From: Toon Claes <toon@iotcl•com>
To: Karthik Nayak <karthik.188@gmail•com>, git@vger•kernel.org
Cc: jltobler@gmail•com, ps@pks•im, Karthik Nayak <karthik.188@gmail•com>
Subject: Re: [PATCH v2 2/2] bundle: fix non-linear performance scaling with refs
Date: Thu, 10 Apr 2025 10:57:29 +0200 [thread overview]
Message-ID: <871pu0fl6u.fsf@iotcl.com> (raw)

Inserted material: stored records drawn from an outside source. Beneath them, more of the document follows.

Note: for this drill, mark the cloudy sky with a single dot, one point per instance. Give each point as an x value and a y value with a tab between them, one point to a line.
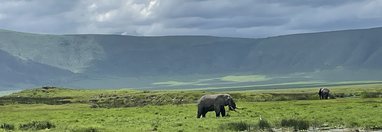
234	18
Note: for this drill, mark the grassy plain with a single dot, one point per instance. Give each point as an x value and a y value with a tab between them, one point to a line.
356	106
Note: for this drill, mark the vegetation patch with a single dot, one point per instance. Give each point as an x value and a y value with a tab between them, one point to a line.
37	125
297	124
7	126
236	126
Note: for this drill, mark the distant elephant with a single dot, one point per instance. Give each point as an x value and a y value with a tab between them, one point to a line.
323	93
215	102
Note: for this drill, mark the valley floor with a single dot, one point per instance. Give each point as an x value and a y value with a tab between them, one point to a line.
338	113
57	109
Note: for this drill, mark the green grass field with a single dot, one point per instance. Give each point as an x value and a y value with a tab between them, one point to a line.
354	107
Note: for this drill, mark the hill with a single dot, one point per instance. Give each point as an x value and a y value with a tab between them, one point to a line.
98	61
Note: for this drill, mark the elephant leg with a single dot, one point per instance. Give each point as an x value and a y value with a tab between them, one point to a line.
204	114
199	113
217	111
222	110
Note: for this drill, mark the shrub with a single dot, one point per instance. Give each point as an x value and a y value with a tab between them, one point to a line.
236	126
6	126
295	123
37	125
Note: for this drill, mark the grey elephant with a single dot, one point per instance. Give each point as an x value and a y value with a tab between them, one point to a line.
324	93
215	102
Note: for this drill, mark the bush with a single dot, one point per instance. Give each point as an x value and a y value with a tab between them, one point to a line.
37	125
6	126
295	123
236	126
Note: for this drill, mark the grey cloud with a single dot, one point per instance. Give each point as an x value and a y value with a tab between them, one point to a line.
244	18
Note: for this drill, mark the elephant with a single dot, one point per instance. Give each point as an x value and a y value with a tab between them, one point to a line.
215	102
323	93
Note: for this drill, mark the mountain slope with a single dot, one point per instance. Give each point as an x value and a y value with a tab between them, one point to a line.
131	61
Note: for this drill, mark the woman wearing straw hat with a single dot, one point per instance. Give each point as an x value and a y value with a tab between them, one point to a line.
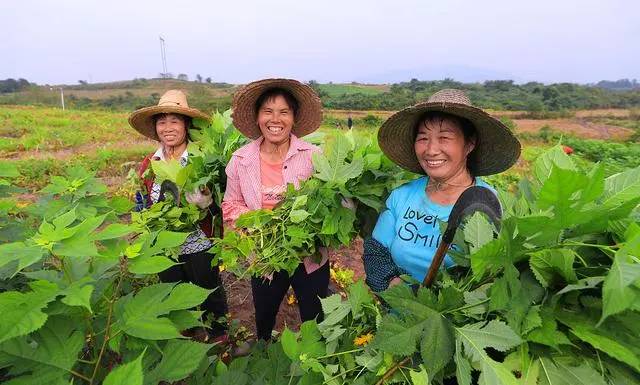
169	123
453	143
275	113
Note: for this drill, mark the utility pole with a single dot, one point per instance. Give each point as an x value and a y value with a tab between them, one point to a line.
163	55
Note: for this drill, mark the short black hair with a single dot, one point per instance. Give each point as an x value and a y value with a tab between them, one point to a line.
272	93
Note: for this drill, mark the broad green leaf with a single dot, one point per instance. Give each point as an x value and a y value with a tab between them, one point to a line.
621	187
51	351
150	265
618	293
559	192
583	284
478	231
290	344
553	373
298	216
606	344
78	294
438	343
548	263
545	163
397	336
495	334
141	316
548	333
358	296
22	312
129	373
463	367
25	254
114	230
419	377
179	359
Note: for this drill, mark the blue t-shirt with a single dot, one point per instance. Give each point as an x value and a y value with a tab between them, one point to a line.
410	229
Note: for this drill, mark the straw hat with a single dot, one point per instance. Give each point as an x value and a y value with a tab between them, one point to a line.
171	102
496	147
307	120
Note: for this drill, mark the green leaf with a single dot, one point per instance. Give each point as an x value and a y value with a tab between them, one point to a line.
618	293
150	265
583	284
179	359
22	312
419	378
545	163
358	296
495	334
438	343
78	294
298	216
114	230
25	255
548	333
478	231
51	351
622	187
141	316
129	373
554	373
290	344
548	263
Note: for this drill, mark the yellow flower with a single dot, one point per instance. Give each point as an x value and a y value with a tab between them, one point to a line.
363	339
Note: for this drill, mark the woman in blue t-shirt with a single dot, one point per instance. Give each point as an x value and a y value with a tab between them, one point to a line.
453	143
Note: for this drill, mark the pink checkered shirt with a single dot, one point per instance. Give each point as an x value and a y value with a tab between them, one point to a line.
243	182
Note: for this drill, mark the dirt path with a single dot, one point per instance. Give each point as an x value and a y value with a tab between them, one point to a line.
240	299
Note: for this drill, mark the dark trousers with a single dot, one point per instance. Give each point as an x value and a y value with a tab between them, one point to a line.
196	268
267	296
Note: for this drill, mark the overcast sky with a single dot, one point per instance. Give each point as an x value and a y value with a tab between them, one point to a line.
376	41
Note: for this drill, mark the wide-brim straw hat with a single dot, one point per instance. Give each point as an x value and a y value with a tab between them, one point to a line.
496	148
308	117
171	102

In-Reply-To: <20250408-488-generating-bundles-with-many-references-has-non-linear-performance-v2-2-0802fc36a23d@gmail.com>
Karthik Nayak <karthik.188@gmail•com> writes:
> The 'git bundle create' command has non-linear performance with the
> number of refs in the repository. Benchmarking the command shows that
> a large portion of the time (~75%) is spent in the
> `object_array_remove_duplicates()` function.
>
> The `object_array_remove_duplicates()` function was added in
> b2a6d1c686 (bundle: allow the same ref to be given more than once,
> 2009-01-17) to skip duplicate refs provided by the user from being
> written to the bundle. Since this is an O(N^2) algorithm, in repos with
> large number of references, this can take up a large amount of time.
>
> Let's instead use a 'strset' to skip duplicates inside
> `write_bundle_refs()`. This improves the performance by around 6 times
> when tested against in repository with 100000 refs:
>
> Benchmark 1: bundle (refcount = 100000, revision = master)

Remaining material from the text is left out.